Arnaud Martin, an assistant professor of biology, studies butterfly genetics and is establishing a permanent installation for Gulf fritillary butterflies in the greenhouse. (Logan Werlinger/ GW Today)


Butterfly Genetics
Arnaud Martin, an assistant professor of biology, uses the SEH greenhouse to aid in his research on butterfly genetics and biodiversity. The greenhouse provides a vital supply of hollyhocks, passion vines, pawpaw trees, alfalfa and vetch where the different butterfly species in his lab naturally lay eggs and eat.

“I use the butterflies to study the mechanisms that make them so diverse,” he said. “I necessarily have to work with several species that each specialize on specific host plants.”

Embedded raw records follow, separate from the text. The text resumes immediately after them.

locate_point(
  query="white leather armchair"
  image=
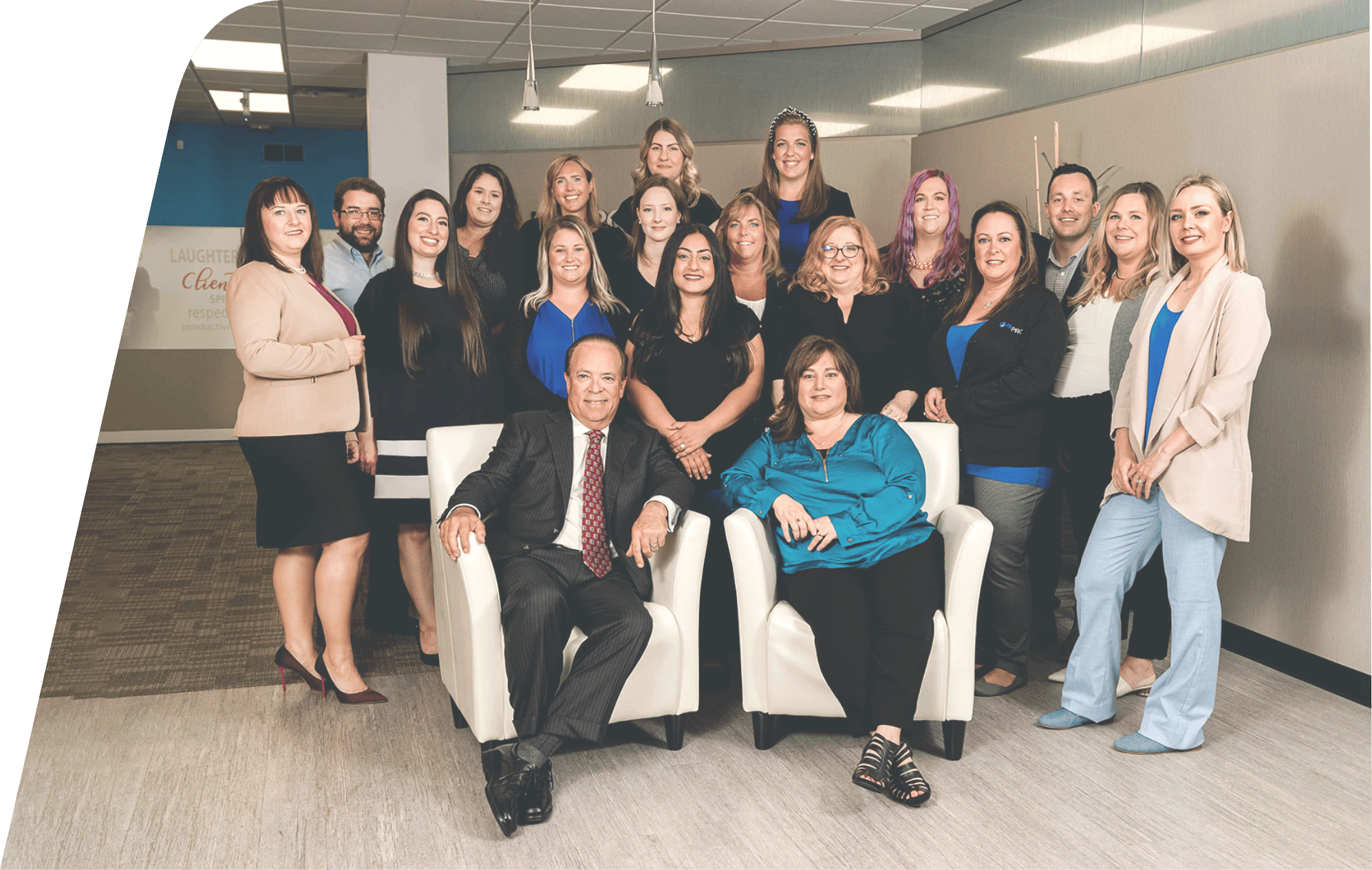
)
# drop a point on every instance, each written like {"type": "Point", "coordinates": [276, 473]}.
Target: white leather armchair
{"type": "Point", "coordinates": [666, 682]}
{"type": "Point", "coordinates": [780, 668]}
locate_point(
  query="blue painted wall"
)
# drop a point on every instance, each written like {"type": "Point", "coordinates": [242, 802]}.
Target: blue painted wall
{"type": "Point", "coordinates": [208, 182]}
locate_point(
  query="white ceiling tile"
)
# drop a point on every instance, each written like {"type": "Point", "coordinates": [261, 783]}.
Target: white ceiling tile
{"type": "Point", "coordinates": [259, 14]}
{"type": "Point", "coordinates": [698, 25]}
{"type": "Point", "coordinates": [469, 10]}
{"type": "Point", "coordinates": [323, 39]}
{"type": "Point", "coordinates": [785, 32]}
{"type": "Point", "coordinates": [341, 22]}
{"type": "Point", "coordinates": [843, 12]}
{"type": "Point", "coordinates": [449, 29]}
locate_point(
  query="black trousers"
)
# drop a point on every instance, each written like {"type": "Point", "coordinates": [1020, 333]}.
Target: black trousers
{"type": "Point", "coordinates": [1087, 455]}
{"type": "Point", "coordinates": [875, 630]}
{"type": "Point", "coordinates": [545, 593]}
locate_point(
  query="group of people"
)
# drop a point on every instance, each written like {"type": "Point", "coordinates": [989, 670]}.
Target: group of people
{"type": "Point", "coordinates": [769, 350]}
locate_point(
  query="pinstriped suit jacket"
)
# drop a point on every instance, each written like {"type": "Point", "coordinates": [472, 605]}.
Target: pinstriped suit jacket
{"type": "Point", "coordinates": [528, 475]}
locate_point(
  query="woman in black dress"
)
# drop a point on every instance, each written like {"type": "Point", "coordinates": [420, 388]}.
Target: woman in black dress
{"type": "Point", "coordinates": [696, 368]}
{"type": "Point", "coordinates": [486, 224]}
{"type": "Point", "coordinates": [429, 367]}
{"type": "Point", "coordinates": [842, 294]}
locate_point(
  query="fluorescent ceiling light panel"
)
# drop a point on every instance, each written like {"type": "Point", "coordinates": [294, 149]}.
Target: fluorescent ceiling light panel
{"type": "Point", "coordinates": [555, 117]}
{"type": "Point", "coordinates": [261, 103]}
{"type": "Point", "coordinates": [934, 96]}
{"type": "Point", "coordinates": [836, 128]}
{"type": "Point", "coordinates": [611, 77]}
{"type": "Point", "coordinates": [1117, 43]}
{"type": "Point", "coordinates": [236, 55]}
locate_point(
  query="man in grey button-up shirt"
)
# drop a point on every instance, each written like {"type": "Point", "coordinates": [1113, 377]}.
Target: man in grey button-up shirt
{"type": "Point", "coordinates": [354, 259]}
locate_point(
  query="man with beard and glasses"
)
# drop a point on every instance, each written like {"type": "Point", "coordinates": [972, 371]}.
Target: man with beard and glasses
{"type": "Point", "coordinates": [354, 259]}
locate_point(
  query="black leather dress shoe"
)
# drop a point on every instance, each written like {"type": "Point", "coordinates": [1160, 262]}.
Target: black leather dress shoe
{"type": "Point", "coordinates": [537, 803]}
{"type": "Point", "coordinates": [509, 780]}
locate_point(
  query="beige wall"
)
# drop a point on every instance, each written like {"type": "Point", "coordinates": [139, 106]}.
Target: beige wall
{"type": "Point", "coordinates": [872, 169]}
{"type": "Point", "coordinates": [1289, 133]}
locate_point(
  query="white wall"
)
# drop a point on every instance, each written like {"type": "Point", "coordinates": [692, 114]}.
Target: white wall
{"type": "Point", "coordinates": [1289, 133]}
{"type": "Point", "coordinates": [872, 169]}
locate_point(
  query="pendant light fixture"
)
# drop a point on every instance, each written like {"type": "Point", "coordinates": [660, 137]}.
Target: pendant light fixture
{"type": "Point", "coordinates": [655, 74]}
{"type": "Point", "coordinates": [530, 81]}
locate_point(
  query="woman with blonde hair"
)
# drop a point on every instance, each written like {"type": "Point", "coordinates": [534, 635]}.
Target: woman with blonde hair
{"type": "Point", "coordinates": [568, 191]}
{"type": "Point", "coordinates": [793, 186]}
{"type": "Point", "coordinates": [842, 294]}
{"type": "Point", "coordinates": [669, 151]}
{"type": "Point", "coordinates": [572, 299]}
{"type": "Point", "coordinates": [1127, 254]}
{"type": "Point", "coordinates": [1183, 406]}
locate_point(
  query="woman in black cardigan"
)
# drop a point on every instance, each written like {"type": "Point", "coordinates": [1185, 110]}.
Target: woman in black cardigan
{"type": "Point", "coordinates": [995, 358]}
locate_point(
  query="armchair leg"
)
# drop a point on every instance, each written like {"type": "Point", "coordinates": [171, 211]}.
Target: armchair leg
{"type": "Point", "coordinates": [764, 730]}
{"type": "Point", "coordinates": [955, 733]}
{"type": "Point", "coordinates": [676, 732]}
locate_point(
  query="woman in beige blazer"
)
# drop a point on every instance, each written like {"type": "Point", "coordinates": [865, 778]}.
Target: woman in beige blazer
{"type": "Point", "coordinates": [1183, 406]}
{"type": "Point", "coordinates": [301, 356]}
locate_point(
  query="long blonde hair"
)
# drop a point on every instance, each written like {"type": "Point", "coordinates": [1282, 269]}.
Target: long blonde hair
{"type": "Point", "coordinates": [597, 285]}
{"type": "Point", "coordinates": [813, 279]}
{"type": "Point", "coordinates": [689, 180]}
{"type": "Point", "coordinates": [548, 206]}
{"type": "Point", "coordinates": [1232, 239]}
{"type": "Point", "coordinates": [1101, 260]}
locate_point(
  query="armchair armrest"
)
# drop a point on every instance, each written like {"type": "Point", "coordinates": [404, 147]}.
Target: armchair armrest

Dr. Martin is using gene editing to study the patterns on butterfly wings. With CRISPR—a technology that can be used to cut DNA at any desired site in the genome— Dr. Martin can modify butterfly genes one-by-one and determine the function of genes in making shapes and forming colors.

Researchers observe the adult butterflies with modified genes to determine how the change affected their appearance. Dr. Martin hopes this helps scientists better understand the vastness of butterfly diversity and how different species evolved.

Dr. Martin is also establishing a permanent installation for a few dozen Gulf fritillary butterflies in the greenhouse. Their entire life cycle, from egg to larva, chrysalis and adult is maintained in a large walk-in cage. Adults feed on passion flowers that are both beautiful and easy to grow, he said. The greenhouse is an essential resource for Dr. Martin’s research.

Dr. Martin has been using CRISPR to remove the gene WntA and has seen slightly different effects in seven species of butterfly. Researchers expected to see wing patterns shrink or become fuzzy, but instead they have seen specific color motifs disappear and shift position, he said.

“It was a very fascinating result,” he said. “Together these data make a lot of sense, and tell us something important about genes and evolution. They tell us that a single gene can evolve over and over again to make novelty.” His research was recently published in PNAS.